Mari Wigham is a data engineer at the Netherlands Institute for Sound & Vision, working on innovative ways of helping researchers to work with the archive. She combines her experience in the media with her knowledge of semantic technology, to unlock media archives for researchers and to provide them with new insights from the data. In June 2022 Mari joined MediaNumeric for its second course in The Hague where she gave an insightful lecture on strategies of data search, including big data. How can you communicate effectively in the nuanced world of data? And how do we distinguish fact from fiction? Mari gives her opinion.
Archives, media and data
For some, the link between archives, the media and data may be somewhat unclear. But that is exactly what Mari’s job at Sound & Vision entails: “The archives at Sound & Vision store a vast amount of interesting data, and researchers from academia and the media reach out to us when they want to retrieve certain data. This could vary from data about the Dutch football team’s participation in World Cup matches, to the representation of men and women in the media over time.”
Mari’s main goal as a data engineer is to help people answer questions. “We get questions from lots of different organisations. Mostly it’s the researchers and journalists at these organisations who reach out to us. We then provide them with the data, the tools and the methods to answer their questions and we’re able to do that thanks to the incredible data infrastructure that we’ve built at Sound & Vision” explains Mari. “For example, the Media Suite and our Linked Data endpoint. In the near future, we will offer more flexible access to the data via APIs and Jupyter Notebooks.”
Quick and dirty communication
It is incredibly important that the researchers and journalists, but also the data engineers themselves, either master multiple disciplines or work together in teams where these disciplines are all represented: “There are so many opportunities to do interesting things with data. But there are also so many instances where it can go horribly wrong if you don’t have the correct skill set. You can’t just learn how to use Excel or Python and think that’s enough. You need knowledge of the data, of the different tools, of statistics, and you also need knowledge of the topic you’re covering. You can’t research the elections, for example, without any knowledge of the subject matter” says Mari.
The really tricky part, however, is communicating your findings to the public. “There are so many details and nuances when it comes to data research. That’s why scientific papers are always so long. But at the same time you want to communicate your findings quickly and directly. You want to post a tweet or an eye-catching graph, which is only a snippet of the information.”

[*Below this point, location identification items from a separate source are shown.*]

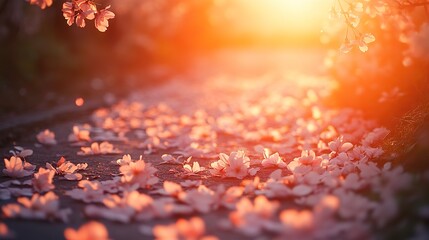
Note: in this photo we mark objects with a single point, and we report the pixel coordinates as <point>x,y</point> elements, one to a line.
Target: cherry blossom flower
<point>201,199</point>
<point>190,183</point>
<point>301,190</point>
<point>297,220</point>
<point>79,135</point>
<point>121,209</point>
<point>89,231</point>
<point>251,218</point>
<point>195,169</point>
<point>68,169</point>
<point>102,17</point>
<point>68,10</point>
<point>273,160</point>
<point>21,152</point>
<point>46,137</point>
<point>98,149</point>
<point>41,3</point>
<point>16,168</point>
<point>42,181</point>
<point>339,146</point>
<point>89,192</point>
<point>40,207</point>
<point>170,189</point>
<point>168,159</point>
<point>139,173</point>
<point>235,165</point>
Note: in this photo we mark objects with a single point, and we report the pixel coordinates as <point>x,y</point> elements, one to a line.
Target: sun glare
<point>284,17</point>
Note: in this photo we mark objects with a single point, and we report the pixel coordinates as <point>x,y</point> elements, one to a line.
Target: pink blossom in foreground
<point>252,218</point>
<point>170,189</point>
<point>88,192</point>
<point>42,181</point>
<point>16,168</point>
<point>201,199</point>
<point>98,149</point>
<point>46,137</point>
<point>297,220</point>
<point>273,160</point>
<point>195,169</point>
<point>39,207</point>
<point>139,173</point>
<point>21,152</point>
<point>89,231</point>
<point>68,169</point>
<point>102,19</point>
<point>235,165</point>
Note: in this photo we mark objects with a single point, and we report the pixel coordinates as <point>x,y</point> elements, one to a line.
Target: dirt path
<point>221,108</point>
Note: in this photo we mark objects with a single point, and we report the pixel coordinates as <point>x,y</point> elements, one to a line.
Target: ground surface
<point>224,104</point>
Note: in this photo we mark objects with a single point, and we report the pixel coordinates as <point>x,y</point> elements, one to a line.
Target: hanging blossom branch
<point>352,11</point>
<point>77,11</point>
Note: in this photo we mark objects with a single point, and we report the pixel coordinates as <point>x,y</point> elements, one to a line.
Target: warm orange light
<point>283,17</point>
<point>79,102</point>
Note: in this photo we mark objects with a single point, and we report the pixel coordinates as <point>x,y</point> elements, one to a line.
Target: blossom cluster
<point>78,11</point>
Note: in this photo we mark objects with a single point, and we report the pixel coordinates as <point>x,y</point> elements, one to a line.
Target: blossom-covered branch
<point>77,11</point>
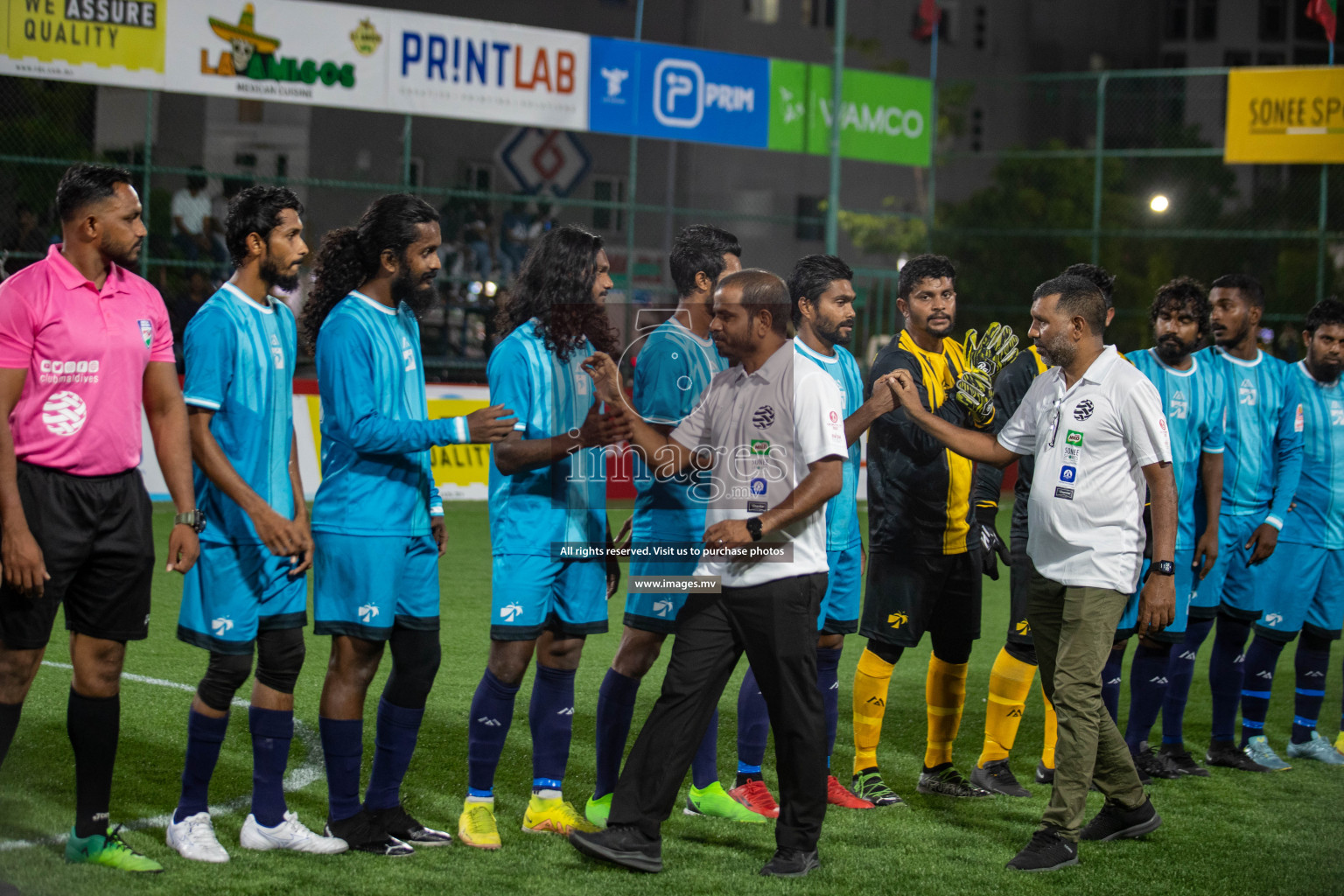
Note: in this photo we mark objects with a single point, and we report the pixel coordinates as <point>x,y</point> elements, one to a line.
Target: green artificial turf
<point>1231,833</point>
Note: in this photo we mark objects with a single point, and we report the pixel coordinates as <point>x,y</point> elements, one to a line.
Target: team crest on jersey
<point>1179,404</point>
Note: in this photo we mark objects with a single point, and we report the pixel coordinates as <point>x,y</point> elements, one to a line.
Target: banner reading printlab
<point>87,40</point>
<point>1285,116</point>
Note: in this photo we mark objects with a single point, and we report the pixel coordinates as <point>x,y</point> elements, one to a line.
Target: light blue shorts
<point>365,584</point>
<point>1308,595</point>
<point>536,594</point>
<point>237,590</point>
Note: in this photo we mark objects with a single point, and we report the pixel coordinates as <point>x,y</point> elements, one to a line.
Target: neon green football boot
<point>108,850</point>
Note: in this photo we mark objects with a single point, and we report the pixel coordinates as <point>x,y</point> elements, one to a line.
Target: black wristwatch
<point>195,519</point>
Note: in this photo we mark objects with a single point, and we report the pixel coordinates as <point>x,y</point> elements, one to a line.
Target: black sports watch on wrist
<point>195,519</point>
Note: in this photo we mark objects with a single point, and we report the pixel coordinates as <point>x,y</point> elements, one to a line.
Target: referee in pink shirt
<point>84,344</point>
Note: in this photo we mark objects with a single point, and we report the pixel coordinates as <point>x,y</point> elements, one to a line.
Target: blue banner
<point>677,93</point>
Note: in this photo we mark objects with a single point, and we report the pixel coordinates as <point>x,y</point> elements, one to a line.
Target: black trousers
<point>776,624</point>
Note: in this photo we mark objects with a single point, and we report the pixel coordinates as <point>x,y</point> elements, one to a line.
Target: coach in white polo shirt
<point>773,433</point>
<point>1098,434</point>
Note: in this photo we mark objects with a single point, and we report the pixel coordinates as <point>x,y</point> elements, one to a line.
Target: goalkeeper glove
<point>993,351</point>
<point>990,542</point>
<point>976,396</point>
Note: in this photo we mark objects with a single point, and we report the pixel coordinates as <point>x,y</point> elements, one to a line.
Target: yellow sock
<point>870,703</point>
<point>1047,750</point>
<point>1010,682</point>
<point>945,695</point>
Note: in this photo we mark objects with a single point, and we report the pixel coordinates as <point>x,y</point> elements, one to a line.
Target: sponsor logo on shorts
<point>65,414</point>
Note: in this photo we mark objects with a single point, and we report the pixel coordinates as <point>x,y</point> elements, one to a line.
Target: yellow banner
<point>104,34</point>
<point>1281,116</point>
<point>460,471</point>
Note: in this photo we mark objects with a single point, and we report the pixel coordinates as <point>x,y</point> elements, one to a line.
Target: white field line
<point>306,773</point>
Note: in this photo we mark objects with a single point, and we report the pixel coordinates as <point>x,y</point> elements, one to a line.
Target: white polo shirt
<point>765,429</point>
<point>1090,442</point>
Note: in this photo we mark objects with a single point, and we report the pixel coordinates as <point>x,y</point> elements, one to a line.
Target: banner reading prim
<point>113,42</point>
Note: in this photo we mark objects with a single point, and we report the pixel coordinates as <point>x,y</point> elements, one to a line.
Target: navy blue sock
<point>343,745</point>
<point>492,713</point>
<point>1311,665</point>
<point>394,745</point>
<point>1180,672</point>
<point>551,719</point>
<point>272,731</point>
<point>614,710</point>
<point>752,725</point>
<point>704,765</point>
<point>828,682</point>
<point>1148,682</point>
<point>1226,668</point>
<point>1258,679</point>
<point>205,737</point>
<point>1110,679</point>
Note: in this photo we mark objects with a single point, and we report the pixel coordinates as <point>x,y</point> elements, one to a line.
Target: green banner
<point>882,117</point>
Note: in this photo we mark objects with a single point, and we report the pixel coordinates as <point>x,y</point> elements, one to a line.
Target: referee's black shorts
<point>95,534</point>
<point>909,594</point>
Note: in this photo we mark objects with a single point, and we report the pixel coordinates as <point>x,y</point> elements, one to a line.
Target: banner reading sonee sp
<point>676,93</point>
<point>488,72</point>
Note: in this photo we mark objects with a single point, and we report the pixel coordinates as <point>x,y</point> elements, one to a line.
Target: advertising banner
<point>1277,116</point>
<point>110,42</point>
<point>677,93</point>
<point>280,50</point>
<point>882,117</point>
<point>488,72</point>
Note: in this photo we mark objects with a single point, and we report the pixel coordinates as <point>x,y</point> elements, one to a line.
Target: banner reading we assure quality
<point>89,40</point>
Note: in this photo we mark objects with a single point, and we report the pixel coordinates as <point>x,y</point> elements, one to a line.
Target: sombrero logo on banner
<point>257,55</point>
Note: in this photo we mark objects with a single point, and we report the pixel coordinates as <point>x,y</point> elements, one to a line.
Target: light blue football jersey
<point>375,424</point>
<point>241,366</point>
<point>1319,516</point>
<point>1194,403</point>
<point>561,501</point>
<point>843,509</point>
<point>1264,434</point>
<point>671,373</point>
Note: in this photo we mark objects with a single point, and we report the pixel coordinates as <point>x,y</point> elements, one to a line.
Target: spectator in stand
<point>192,225</point>
<point>25,235</point>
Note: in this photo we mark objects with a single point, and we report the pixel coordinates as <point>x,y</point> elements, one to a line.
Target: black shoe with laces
<point>366,836</point>
<point>790,863</point>
<point>1047,850</point>
<point>621,845</point>
<point>1155,763</point>
<point>1184,763</point>
<point>398,822</point>
<point>947,780</point>
<point>1117,822</point>
<point>998,778</point>
<point>1228,755</point>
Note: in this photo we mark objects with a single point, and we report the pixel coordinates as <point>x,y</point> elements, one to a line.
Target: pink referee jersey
<point>85,352</point>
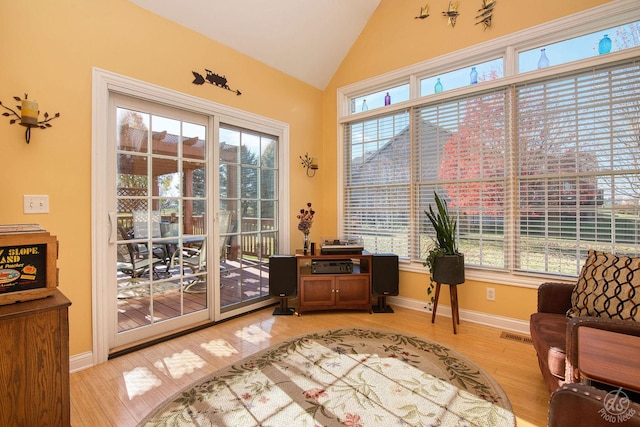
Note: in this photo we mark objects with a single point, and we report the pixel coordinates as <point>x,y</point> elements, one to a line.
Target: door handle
<point>113,226</point>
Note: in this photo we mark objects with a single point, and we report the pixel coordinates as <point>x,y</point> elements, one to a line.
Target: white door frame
<point>102,235</point>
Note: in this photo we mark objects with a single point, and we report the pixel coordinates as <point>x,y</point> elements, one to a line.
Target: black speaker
<point>385,278</point>
<point>283,281</point>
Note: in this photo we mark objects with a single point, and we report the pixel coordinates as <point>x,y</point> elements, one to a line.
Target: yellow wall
<point>393,39</point>
<point>49,48</point>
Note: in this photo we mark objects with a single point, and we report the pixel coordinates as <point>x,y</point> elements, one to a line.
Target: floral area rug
<point>343,377</point>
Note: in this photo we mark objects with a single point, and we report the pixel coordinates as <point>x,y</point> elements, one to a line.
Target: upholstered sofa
<point>579,405</point>
<point>606,296</point>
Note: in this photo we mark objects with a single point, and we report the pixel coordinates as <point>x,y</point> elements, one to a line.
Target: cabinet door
<point>352,289</point>
<point>317,290</point>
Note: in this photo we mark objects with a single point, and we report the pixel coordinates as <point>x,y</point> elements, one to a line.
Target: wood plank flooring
<point>122,391</point>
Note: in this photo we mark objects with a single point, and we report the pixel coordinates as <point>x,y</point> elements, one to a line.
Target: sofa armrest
<point>554,297</point>
<point>583,405</point>
<point>628,327</point>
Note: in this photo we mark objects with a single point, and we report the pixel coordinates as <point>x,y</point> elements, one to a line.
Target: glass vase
<point>306,243</point>
<point>543,62</point>
<point>604,46</point>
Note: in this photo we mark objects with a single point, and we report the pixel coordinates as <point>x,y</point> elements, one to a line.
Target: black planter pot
<point>449,269</point>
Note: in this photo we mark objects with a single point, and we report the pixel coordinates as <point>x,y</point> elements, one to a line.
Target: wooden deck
<point>238,284</point>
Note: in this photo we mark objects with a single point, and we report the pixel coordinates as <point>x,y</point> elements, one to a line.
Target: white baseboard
<point>499,322</point>
<point>81,361</point>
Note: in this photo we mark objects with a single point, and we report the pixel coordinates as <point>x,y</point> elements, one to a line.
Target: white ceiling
<point>306,39</point>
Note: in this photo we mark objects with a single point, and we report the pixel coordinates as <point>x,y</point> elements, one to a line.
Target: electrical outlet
<point>36,204</point>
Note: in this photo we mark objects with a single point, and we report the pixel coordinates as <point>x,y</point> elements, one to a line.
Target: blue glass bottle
<point>438,87</point>
<point>605,45</point>
<point>543,62</point>
<point>473,77</point>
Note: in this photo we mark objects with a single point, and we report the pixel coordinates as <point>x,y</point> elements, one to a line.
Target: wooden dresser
<point>34,362</point>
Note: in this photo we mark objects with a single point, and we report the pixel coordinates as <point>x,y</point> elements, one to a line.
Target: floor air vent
<point>516,337</point>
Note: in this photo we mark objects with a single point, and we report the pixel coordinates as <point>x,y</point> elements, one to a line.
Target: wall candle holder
<point>311,163</point>
<point>29,117</point>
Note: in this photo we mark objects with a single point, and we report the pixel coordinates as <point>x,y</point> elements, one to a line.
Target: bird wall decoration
<point>424,12</point>
<point>486,13</point>
<point>214,79</point>
<point>452,13</point>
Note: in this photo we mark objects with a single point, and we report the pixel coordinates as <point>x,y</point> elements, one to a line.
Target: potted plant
<point>444,260</point>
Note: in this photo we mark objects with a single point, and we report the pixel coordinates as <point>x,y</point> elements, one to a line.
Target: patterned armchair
<point>606,296</point>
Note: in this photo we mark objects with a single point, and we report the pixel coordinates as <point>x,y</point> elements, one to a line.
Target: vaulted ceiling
<point>306,39</point>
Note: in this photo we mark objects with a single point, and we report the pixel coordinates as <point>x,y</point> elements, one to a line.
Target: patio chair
<point>130,262</point>
<point>194,259</point>
<point>141,231</point>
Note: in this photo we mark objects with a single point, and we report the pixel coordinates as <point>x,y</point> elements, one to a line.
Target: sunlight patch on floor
<point>139,381</point>
<point>253,334</point>
<point>219,348</point>
<point>180,364</point>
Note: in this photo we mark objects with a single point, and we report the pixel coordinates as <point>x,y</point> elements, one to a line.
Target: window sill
<point>496,277</point>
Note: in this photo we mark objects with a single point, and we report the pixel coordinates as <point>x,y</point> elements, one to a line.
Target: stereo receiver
<point>331,266</point>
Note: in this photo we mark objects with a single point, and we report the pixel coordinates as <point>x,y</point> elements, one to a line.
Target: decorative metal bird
<point>214,79</point>
<point>424,12</point>
<point>452,13</point>
<point>486,13</point>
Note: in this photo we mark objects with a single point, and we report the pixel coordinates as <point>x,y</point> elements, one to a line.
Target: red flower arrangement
<point>306,218</point>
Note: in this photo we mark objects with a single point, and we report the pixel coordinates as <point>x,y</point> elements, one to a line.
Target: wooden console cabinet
<point>335,290</point>
<point>34,372</point>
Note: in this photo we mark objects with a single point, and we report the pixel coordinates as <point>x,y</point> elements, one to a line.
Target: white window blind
<point>377,197</point>
<point>462,154</point>
<point>537,173</point>
<point>578,169</point>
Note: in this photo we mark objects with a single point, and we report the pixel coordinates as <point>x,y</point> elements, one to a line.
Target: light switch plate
<point>36,204</point>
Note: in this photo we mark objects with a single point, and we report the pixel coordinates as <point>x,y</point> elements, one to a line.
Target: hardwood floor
<point>122,391</point>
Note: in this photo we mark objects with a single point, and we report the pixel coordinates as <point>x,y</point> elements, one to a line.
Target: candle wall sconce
<point>29,116</point>
<point>310,163</point>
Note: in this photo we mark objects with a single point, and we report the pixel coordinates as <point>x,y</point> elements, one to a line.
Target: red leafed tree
<point>476,151</point>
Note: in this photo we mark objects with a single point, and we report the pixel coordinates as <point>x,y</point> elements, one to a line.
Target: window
<point>538,168</point>
<point>380,98</point>
<point>489,70</point>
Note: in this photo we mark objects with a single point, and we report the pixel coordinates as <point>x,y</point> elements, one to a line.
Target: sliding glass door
<point>162,219</point>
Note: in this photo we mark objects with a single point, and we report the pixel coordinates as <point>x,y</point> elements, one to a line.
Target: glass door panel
<point>162,276</point>
<point>248,202</point>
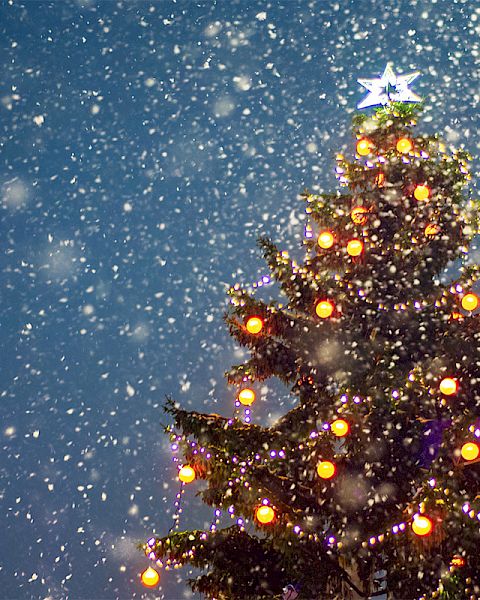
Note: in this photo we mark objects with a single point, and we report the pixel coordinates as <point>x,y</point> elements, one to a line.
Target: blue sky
<point>144,148</point>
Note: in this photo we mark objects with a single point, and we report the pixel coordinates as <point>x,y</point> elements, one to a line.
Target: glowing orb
<point>150,577</point>
<point>340,427</point>
<point>326,469</point>
<point>186,474</point>
<point>246,397</point>
<point>265,514</point>
<point>421,192</point>
<point>324,309</point>
<point>422,525</point>
<point>432,229</point>
<point>354,247</point>
<point>254,325</point>
<point>404,145</point>
<point>325,240</point>
<point>448,386</point>
<point>470,451</point>
<point>359,215</point>
<point>364,147</point>
<point>470,302</point>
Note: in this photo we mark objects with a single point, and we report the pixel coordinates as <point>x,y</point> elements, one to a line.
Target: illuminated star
<point>389,88</point>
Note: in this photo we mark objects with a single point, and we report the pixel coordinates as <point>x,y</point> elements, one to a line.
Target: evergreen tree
<point>374,474</point>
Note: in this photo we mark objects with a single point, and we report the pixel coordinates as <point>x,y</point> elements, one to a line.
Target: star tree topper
<point>389,88</point>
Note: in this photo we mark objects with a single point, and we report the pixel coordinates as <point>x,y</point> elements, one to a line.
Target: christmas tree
<point>370,484</point>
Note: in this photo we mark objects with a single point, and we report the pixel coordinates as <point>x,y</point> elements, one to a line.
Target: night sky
<point>144,147</point>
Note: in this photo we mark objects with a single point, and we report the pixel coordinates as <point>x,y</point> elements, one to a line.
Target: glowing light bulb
<point>254,325</point>
<point>432,229</point>
<point>265,514</point>
<point>422,525</point>
<point>470,302</point>
<point>470,451</point>
<point>246,397</point>
<point>364,147</point>
<point>449,386</point>
<point>359,215</point>
<point>150,577</point>
<point>325,240</point>
<point>186,474</point>
<point>340,427</point>
<point>324,309</point>
<point>354,247</point>
<point>421,192</point>
<point>404,145</point>
<point>326,469</point>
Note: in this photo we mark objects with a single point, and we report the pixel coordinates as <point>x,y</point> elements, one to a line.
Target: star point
<point>389,88</point>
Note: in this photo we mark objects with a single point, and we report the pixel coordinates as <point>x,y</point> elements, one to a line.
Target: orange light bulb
<point>421,192</point>
<point>422,525</point>
<point>449,386</point>
<point>432,229</point>
<point>254,325</point>
<point>470,451</point>
<point>404,145</point>
<point>150,577</point>
<point>326,469</point>
<point>470,302</point>
<point>324,309</point>
<point>340,427</point>
<point>265,514</point>
<point>246,397</point>
<point>359,215</point>
<point>325,240</point>
<point>354,247</point>
<point>364,147</point>
<point>186,474</point>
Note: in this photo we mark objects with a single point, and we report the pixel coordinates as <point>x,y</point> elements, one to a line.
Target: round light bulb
<point>325,240</point>
<point>150,577</point>
<point>326,469</point>
<point>470,451</point>
<point>340,427</point>
<point>354,247</point>
<point>246,397</point>
<point>186,474</point>
<point>265,514</point>
<point>432,229</point>
<point>421,192</point>
<point>404,145</point>
<point>359,215</point>
<point>448,386</point>
<point>254,325</point>
<point>422,525</point>
<point>470,302</point>
<point>324,309</point>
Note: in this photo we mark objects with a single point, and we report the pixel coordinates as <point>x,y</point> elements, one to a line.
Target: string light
<point>421,192</point>
<point>354,247</point>
<point>448,386</point>
<point>326,469</point>
<point>324,309</point>
<point>150,577</point>
<point>470,451</point>
<point>326,240</point>
<point>340,427</point>
<point>470,302</point>
<point>364,147</point>
<point>422,525</point>
<point>186,474</point>
<point>254,325</point>
<point>359,215</point>
<point>404,145</point>
<point>246,397</point>
<point>265,514</point>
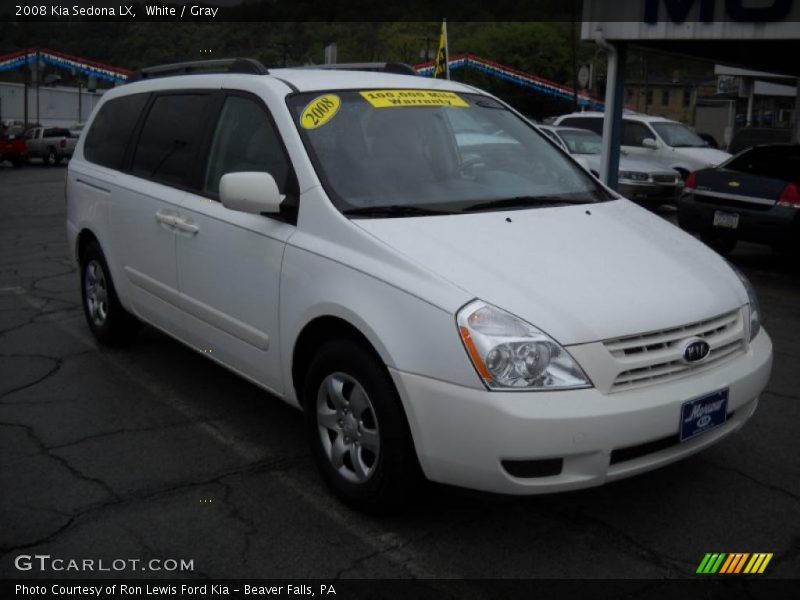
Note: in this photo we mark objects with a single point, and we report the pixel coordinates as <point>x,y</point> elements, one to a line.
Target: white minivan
<point>445,293</point>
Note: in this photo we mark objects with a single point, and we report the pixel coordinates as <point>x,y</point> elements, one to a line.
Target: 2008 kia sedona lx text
<point>445,293</point>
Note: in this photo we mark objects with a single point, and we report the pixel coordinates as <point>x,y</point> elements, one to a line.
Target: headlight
<point>509,353</point>
<point>633,175</point>
<point>752,300</point>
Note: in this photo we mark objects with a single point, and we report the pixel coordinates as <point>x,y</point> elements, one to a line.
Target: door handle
<point>186,226</point>
<point>166,219</point>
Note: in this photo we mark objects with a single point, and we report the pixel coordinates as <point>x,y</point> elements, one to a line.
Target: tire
<point>722,244</point>
<point>110,323</point>
<point>357,429</point>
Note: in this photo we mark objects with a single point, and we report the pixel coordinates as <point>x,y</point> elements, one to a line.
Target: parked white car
<point>640,179</point>
<point>482,312</point>
<point>669,142</point>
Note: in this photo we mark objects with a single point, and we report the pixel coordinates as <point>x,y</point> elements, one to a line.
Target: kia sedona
<point>443,292</point>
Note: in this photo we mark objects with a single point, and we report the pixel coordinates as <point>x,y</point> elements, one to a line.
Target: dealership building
<point>756,37</point>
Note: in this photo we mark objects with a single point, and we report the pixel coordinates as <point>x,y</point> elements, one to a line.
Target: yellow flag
<point>442,68</point>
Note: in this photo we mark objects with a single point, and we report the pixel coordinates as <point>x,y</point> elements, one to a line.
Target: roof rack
<point>385,67</point>
<point>222,65</point>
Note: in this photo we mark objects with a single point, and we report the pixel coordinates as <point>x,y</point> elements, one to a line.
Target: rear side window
<point>170,137</point>
<point>111,129</point>
<point>591,123</point>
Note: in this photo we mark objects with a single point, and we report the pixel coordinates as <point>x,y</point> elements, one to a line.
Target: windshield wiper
<point>394,210</point>
<point>523,202</point>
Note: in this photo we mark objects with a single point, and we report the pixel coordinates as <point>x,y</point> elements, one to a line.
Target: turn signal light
<point>690,183</point>
<point>790,196</point>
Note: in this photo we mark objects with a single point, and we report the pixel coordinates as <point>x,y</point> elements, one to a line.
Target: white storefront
<point>58,106</point>
<point>762,35</point>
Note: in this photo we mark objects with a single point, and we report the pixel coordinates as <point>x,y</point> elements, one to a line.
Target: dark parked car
<point>754,196</point>
<point>757,136</point>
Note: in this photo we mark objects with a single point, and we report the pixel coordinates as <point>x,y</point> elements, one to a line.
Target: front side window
<point>591,123</point>
<point>419,150</point>
<point>168,144</point>
<point>634,134</point>
<point>582,141</point>
<point>245,140</point>
<point>678,135</point>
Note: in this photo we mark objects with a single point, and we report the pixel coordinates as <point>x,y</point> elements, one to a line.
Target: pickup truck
<point>12,148</point>
<point>52,144</point>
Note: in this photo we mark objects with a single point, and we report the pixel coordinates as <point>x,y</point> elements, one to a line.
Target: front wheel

“People aren’t going to read a thirty page research paper. So how do you balance readability with access to all the details? It’s a real struggle.“– Mari Wigham
Recognition and interpretation
It’s not only the complexity of communicating details that data engineers face in their work. Sometimes it’s the data and research tools themselves that pose an issue, because they are used for a task for which they are not suitable. “Nowadays, there are tools out there that conduct text analysis and even entity recognition. They automatically recognise mentions of places, people and organisations, for example, and that’s really convenient when working with big data. But it also brings its own challenges, as the results can be misleading if the words or entities do not appear in the data in the way you expect. For instance, I was doing some research on Covid in 2021, and at that point in time, people in the media weren’t necessarily saying the words ‘covid’ or ‘corona’ anymore. They were talking about restrictions, lockdowns, face masks… So even though Covid was still the topic, the tool didn’t pick it up because it wasn’t explicitly mentioned”, explains Mari.
Even when tools produce accurate results, the tools cannot interpret those results. This is the task of the researcher or data engineer, and it is essential that they take care to correctly interpret the results in context.
“Interpretation is often forgotten when there are so many nice tools out there. It’s easy to take the graphs and results as fact, but we mustn’t forget the importance of the human factor in the world of data.“– Mari Wigham
Data in isolation can manipulate and deceive
Mari would like to leave the MediaNumeric data journalists of the future with a final piece of food for thought: “Presenting data in isolation encourages people to take it as fact. But when you present data in context and with transparency about your own point of view, that’s when you truly show the public the full picture.” You can clearly see what Mari means in the below graphs. The same data can be framed as a drop in unemployment rate or as a consistently high rate over a period of time. Which graph you chose to share with the public relies heavily on your own interpretation, “but it is crucial that you don’t manipulate or deceive. Be transparent in your message – where did the data come from, what did you do with it, and how did you interpret it to reach your conclusions.”